Second, we compared how correlations and connectivity depended on the physical distance separating pairs of cells. We distinguished between lateral distance, $\Delta x$, in the plane parallel to the pia, and vertical distance, $\Delta z$, orthogonal to the pia.  When considering the dependence on $\Delta x$, the analysis was limited to cell pairs located at the same depth with $\Delta z < 30\,\mu\mbox{m}$; conversely, when considering the dependence on $\Delta z$, only vertically aligned cell pairs with $\Delta x < 30\,\mu\mbox{m}$ were included. Again, the partial correlations decayed more rapidly both laterally and vertically than sample correlations ($p<10^{-6}$ in each of the five sites, for both lateral and vertical distances, two-sample $t$-test of the difference of the linear regression coefficients).

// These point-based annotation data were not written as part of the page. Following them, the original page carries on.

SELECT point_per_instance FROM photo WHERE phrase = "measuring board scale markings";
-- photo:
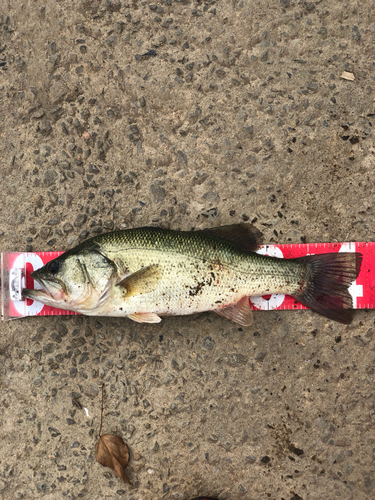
(16, 268)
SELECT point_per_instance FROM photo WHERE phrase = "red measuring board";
(16, 267)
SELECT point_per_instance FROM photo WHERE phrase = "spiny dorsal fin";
(240, 312)
(143, 281)
(246, 236)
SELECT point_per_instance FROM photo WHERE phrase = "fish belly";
(189, 285)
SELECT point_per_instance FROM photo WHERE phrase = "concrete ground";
(187, 115)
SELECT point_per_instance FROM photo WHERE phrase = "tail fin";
(325, 285)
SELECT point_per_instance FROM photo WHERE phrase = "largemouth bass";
(145, 273)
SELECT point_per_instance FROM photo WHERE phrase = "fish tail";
(325, 282)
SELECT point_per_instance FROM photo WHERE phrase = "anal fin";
(240, 312)
(145, 317)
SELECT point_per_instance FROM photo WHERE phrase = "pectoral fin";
(143, 281)
(145, 317)
(240, 312)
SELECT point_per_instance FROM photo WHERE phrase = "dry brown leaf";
(112, 452)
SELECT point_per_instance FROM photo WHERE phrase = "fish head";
(74, 281)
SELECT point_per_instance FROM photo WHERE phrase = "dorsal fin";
(246, 236)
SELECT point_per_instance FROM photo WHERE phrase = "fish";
(146, 273)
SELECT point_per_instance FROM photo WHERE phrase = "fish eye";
(53, 267)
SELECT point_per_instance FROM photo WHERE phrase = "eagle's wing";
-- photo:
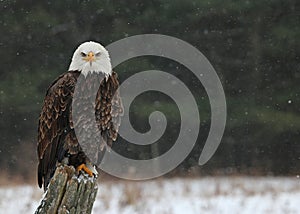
(109, 110)
(54, 125)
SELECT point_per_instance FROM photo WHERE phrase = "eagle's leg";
(84, 168)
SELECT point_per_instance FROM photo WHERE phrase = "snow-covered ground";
(184, 196)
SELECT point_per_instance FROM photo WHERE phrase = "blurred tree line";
(253, 45)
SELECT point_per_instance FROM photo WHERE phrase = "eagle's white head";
(91, 57)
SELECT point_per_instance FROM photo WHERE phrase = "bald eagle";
(57, 140)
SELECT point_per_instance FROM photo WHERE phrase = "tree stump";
(69, 193)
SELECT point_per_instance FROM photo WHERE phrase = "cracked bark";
(68, 194)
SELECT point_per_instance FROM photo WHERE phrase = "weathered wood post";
(68, 193)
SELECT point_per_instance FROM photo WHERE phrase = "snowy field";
(171, 196)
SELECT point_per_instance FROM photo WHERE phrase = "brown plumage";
(56, 135)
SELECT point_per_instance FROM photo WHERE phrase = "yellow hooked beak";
(90, 57)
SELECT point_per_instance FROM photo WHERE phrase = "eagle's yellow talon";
(84, 168)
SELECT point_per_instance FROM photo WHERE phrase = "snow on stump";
(68, 193)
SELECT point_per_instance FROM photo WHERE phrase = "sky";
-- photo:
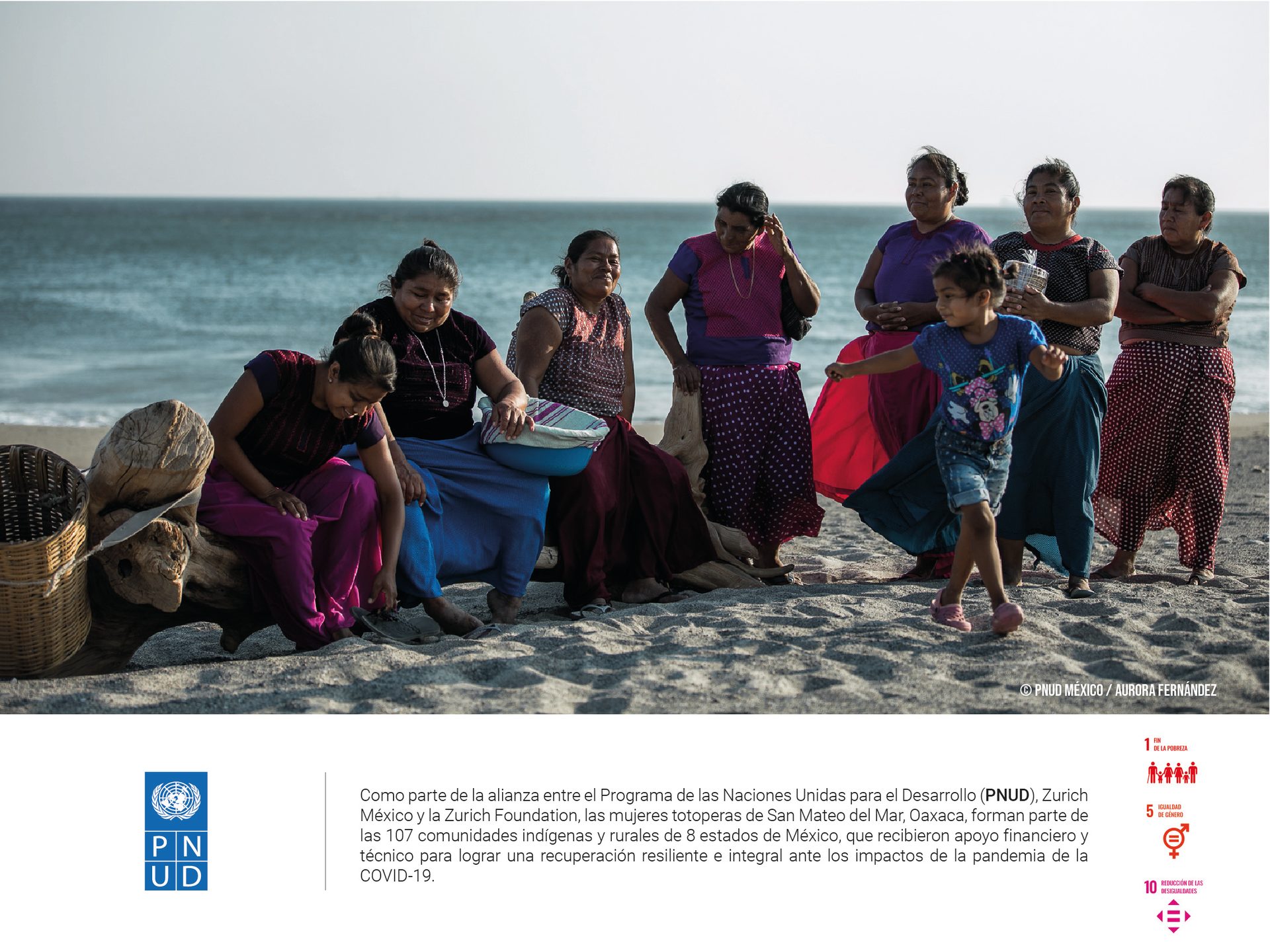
(818, 103)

Positive connectivity decayed with distance ($p<10^{-6}$ in each of the five sites for positive interactions and $p<0.05$ for negative interactions, $t$-test on the logistic regression coefficient) (Fig.~\ref{fig:7} E), so that cells separated laterally by less than 25 $\mu\mbox{m}$ were 3.2 times more likely to be connected than cells separated laterally by more than 150 $\mu\mbox{m}$. Although the positive connectivity appeared to decay faster with vertical than with lateral distance, the differences in slopes of the respective logistic regression models were not significant with available data. The negative connectivity decayed slower with distance (Fig.~\ref{fig:7} E and F): The slope in the respective logistic models with respect to the lateral distance was significantly higher for positive than for negative connectivities ($p<0.05$ in each of the five sites, two-sample $t$-test of the difference of the logistic regression coefficients).